Rules on forming possessives can be confusing. The current Associated Press Stylebook says singular proper names ending in ‘s’ — such as Texas — should only have an apostrophe. But my Associated Press Stylebook (it’s a little old) says on Page XXVII: “Singular proper nouns ending in S: Add ‘s unless the next word begins with s; the hostess’s invitation, the hostess’ seat.” Now that gets complicated. So we have: Texas’s predicament (add the apostrophe and the s), but Texas’ situation (no extra s).    

How about New Years Day? Is it actually New Year’s Day? I’ve seen it written both ways. The Dallas Cowboys, but Dallas’s Cowboys? The Eyes’ of Texas? Days’ of Our Lives? In London there is St. James’s Palace where the royals hang out. But there is also the Court of St. James’s, which is the popular name of the royal court of the UK. Since the title contains an “of” — meaning possession — do the Brits really need that extra ‘s at the end? Do we say, “This is the son of John Jones’s? Of course not. Keeping up with the Joneses is hard enough, but if the family owns something, is the proper word Joneses’s? 

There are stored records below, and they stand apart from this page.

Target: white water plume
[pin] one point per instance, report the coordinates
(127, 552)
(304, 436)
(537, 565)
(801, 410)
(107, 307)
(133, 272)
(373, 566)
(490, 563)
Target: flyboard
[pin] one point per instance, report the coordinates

Now we get really tricky. How do we pronounce these words? If, as noted, we don’t pronounce the final s in Arkansas along with Illinois, we don’t say Massachusett or Kansa. Then again, we don’t even pronounce our happy home correctly. It is spelled Texas, but we pronounce it TECK-siz. Anyone who went around singing “Deep in the Heart of TECK-az” would be put on the next stage to Arkansassss.
This, sort of, brings us to grits, the edible kind, not True Grit. Can we have one grit? In Lillian Hellman’s “The Little Foxes,” a Southern belle complains to her retainer, “The grits is cold.” She was a woman of style, not some Southern white trash (and most of them don’t have retainers­). So we must assume she knew her grammar. Could the grits possess cold? Gritses’? 

We must solve the possessive problem ourselves, as usual. The Bible for Texanna is the Handbook of Texas, a massive compilation of anything and everything to do with the Lone Star State. It uses Texas’s 55 times — “Texas’s contribution to the Women’s Basketball ...” and “The value of Texas’s spinach crop ...” For the use of Texas’ without the double and final s, the Handbook lists an even 2,000 times.
So while you are waiting for your income tax refund because of the Peace Dividend, contemplate just how we should spell the name of our beloved home. And while you’re at it, please send a second one.